While this will only be the second year the fire department has been involved in the contest, which is not limited to bars and restaurants, the firefighters have proven to be more than worthy opponents.

The department dethroned the Belmont as Fayette County's top MS fundraiser last year by collecting $22,000.

The Belmont, which raised $18,700, had been the county champion for the previous 11 years. Darby's Pub and Restaurant raised $9,000 for the cause last year.

"Just those three in the Uniontown area raised that much money," Santilli said, noting that the total amount raised in the county was more than $55,000.

The Belmont has raised more than $100,000 since 1991, its first year in the contest, and has finished first or second in the 11-county Allegheny District Chapter of the National MS Society for the last six or seven years, he said.

His one-year total in 2001 was the third highest in the country, he said.

This year's contest runs through March 22.

Santilli said all the money raised goes to a good cause, but he enjoys competing with other establishments and the fire department.

Bittner and fellow firefighter Plavi will be locked in an improvised jail cell made of 2-by-4s and PVC pipe at the intersection of Fayette and Morgantown streets from 6 p.m. today to 6 p.m.
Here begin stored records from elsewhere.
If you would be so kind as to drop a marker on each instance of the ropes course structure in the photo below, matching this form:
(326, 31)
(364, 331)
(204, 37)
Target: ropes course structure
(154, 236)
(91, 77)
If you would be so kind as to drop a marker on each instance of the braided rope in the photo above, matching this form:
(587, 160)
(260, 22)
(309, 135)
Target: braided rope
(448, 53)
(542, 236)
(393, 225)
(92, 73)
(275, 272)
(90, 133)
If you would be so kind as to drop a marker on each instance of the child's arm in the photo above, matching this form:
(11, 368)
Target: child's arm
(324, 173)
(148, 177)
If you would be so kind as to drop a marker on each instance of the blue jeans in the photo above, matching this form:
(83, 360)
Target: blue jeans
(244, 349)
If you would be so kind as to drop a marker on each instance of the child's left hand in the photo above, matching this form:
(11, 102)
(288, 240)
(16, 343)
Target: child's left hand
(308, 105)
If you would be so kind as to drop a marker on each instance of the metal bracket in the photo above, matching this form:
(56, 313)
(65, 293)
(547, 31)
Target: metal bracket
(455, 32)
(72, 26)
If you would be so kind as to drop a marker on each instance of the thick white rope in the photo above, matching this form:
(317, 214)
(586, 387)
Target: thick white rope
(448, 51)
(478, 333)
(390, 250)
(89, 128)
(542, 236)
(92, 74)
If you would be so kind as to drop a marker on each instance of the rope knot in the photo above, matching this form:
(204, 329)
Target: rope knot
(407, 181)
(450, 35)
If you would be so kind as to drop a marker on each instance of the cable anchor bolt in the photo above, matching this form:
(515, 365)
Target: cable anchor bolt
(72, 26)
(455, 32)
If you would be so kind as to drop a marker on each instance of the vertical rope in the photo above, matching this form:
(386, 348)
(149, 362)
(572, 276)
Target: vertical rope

Sunday.

"We'll stay in for a full 48 hours straight through," Bittner said.

It all started one day last summer, he said he was joking about how long he could stay in the cell, which was used in last year's fundraiser, and Plavi offered to join him.

They will sleep on cots and supporters will bring them food, he said

It hasn't yet been decided if one man will stay in the cell while the other collects money from passersby or if both will remain incarcerated while others collect money.

Bittner and Santilli said they were hoping for bad weather because it would make people more sympathetic and generous.

"I was hoping for bad weather. It doesn't matter. Rain, snow or sleet, we're still going to do it," Bittner said.

"We tend to raise more money when the weather is bad. I think people feel bad for us," Santilli said.

"People think we come down at night, but don't. We each have our own tents."

He said he and McCormick have endured below freezing temperatures, rain, snow and even sunburn to raise money for the MS Society.

The money is needed to fund research and help families with the expenses of caring for a loved one who has the debilitating disease, Santilli said.

He said the Allegheny chapter has more than 4,900 clients. Prescription medication is the largest expense, but the organization couldn't afford to assist with those costs, he said. The chapter will help pay for wheelchairs, handicap access and some expenses.

Santilli said his mother and father celebrated their 50th anniversary last month.

Bittner said Sapp has faced MS with courage.

"She's been strong the whole time. We've always been real good friends. When she decided to start doing fundraising, I just wanted to help out," he said.

"I thought it was very nice of them," Sapp said. "They'll actually be in the cell. They wanted to do something different."